I don't think you're being picky. I would have had a problem with it. The lyrics alone are antithetical to what good sportsmanship and Christian living are all about.


----------



## Edward (Feb 27, 2015)

Edm said:


> In the sanctuary



The very idea of a 'Sanctuary' is contrary to Presbyterian thought. Unlike Catholics, we don't have sacred spaces. The church is the people, not the room. Perhaps the Baptists understand this.


----------



## Free Christian (Feb 28, 2015)

Obviously they didn't think it through at all. Have you seen the artwork for their album covers? ( Appetite for Destruction) A cross adorned with the images of the band members and one with a robot rapist standing over its bleeding victim. Sick to say the least. Then there is the lyrics themselves. A poorer than poor choice of music for a Christian gathering.
Your not being picky at all. That's appalling.


----------



## aadebayo (Feb 28, 2015)

This is a classic example of having the world in the church. This is sinful. James 4 tells us that friendship with the world is enemity with Christ. You are definitely not being picky.


----------



## Edward (Feb 28, 2015)

Free Christian said:


> A poorer than poor choice of music for a Christian gathering.





aadebayo said:


> This is a classic example of having the world in the church.

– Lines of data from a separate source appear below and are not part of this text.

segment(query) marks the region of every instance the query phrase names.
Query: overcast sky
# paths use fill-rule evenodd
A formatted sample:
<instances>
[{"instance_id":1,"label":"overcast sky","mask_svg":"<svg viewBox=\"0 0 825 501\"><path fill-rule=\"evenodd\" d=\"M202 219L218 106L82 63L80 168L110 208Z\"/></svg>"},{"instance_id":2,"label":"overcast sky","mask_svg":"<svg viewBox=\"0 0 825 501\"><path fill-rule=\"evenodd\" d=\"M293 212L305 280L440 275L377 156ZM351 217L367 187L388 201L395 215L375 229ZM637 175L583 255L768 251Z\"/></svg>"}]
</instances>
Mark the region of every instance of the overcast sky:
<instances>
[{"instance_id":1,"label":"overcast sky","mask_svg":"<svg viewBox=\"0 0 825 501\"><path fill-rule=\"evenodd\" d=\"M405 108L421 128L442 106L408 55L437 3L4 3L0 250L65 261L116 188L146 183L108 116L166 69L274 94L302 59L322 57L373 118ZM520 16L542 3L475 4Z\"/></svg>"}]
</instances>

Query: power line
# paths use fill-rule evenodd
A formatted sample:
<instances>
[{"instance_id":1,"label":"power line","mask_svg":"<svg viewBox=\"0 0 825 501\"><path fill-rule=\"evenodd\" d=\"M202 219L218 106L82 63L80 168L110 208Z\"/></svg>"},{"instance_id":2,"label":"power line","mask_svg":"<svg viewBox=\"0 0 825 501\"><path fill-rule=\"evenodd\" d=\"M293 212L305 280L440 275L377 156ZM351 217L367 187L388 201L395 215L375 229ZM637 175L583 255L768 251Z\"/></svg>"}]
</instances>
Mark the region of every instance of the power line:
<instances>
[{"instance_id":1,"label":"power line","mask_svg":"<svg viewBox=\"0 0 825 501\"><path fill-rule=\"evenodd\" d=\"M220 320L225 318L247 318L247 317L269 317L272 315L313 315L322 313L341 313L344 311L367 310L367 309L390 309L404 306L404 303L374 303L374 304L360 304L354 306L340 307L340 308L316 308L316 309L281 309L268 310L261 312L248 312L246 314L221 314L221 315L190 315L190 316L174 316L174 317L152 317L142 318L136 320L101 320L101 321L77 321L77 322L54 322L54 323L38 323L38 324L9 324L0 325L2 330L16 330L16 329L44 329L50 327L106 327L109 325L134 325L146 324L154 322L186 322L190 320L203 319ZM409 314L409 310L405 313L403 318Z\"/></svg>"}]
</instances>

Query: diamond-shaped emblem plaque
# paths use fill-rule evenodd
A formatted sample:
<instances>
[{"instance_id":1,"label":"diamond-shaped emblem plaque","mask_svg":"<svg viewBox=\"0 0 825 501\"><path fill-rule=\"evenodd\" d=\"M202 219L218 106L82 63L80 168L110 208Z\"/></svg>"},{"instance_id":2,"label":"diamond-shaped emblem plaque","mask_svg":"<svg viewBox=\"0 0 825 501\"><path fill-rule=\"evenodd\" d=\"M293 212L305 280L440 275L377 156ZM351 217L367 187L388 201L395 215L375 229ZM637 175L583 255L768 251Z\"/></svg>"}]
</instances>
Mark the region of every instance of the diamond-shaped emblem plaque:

That's the attitude that I was trying to oppose. The words are either appropriate or inappropriate at all times and in all places. The fact that it was in a room used for worship at other times is not really relevant to the analysis. I agree that there are inappropriate lyrics in that song - we shouldn't endorse it being played at any time and at any place. But the room where it was played this time isn't sacred. The wrong question is being asked, and answered.


----------



## BGF (Feb 28, 2015)

Edward said:


> Free Christian said:
> 
> 
> > A poorer than poor choice of music for a Christian gathering.
> ...



I can appreciate the the very important point that you are making, but let's not be too hard just because the question and answers weren't nuanced enough to convey that point. The broader issue is the allowed intrusion of worldliness into a gathering of the "sacred" as far as the visible church is concerned, is exacerbated by the fact that it was an explicitly christian gathering. 

If I have time, I may start another thread to explore this. It's an important and fascinating, at least to me, subject.


----------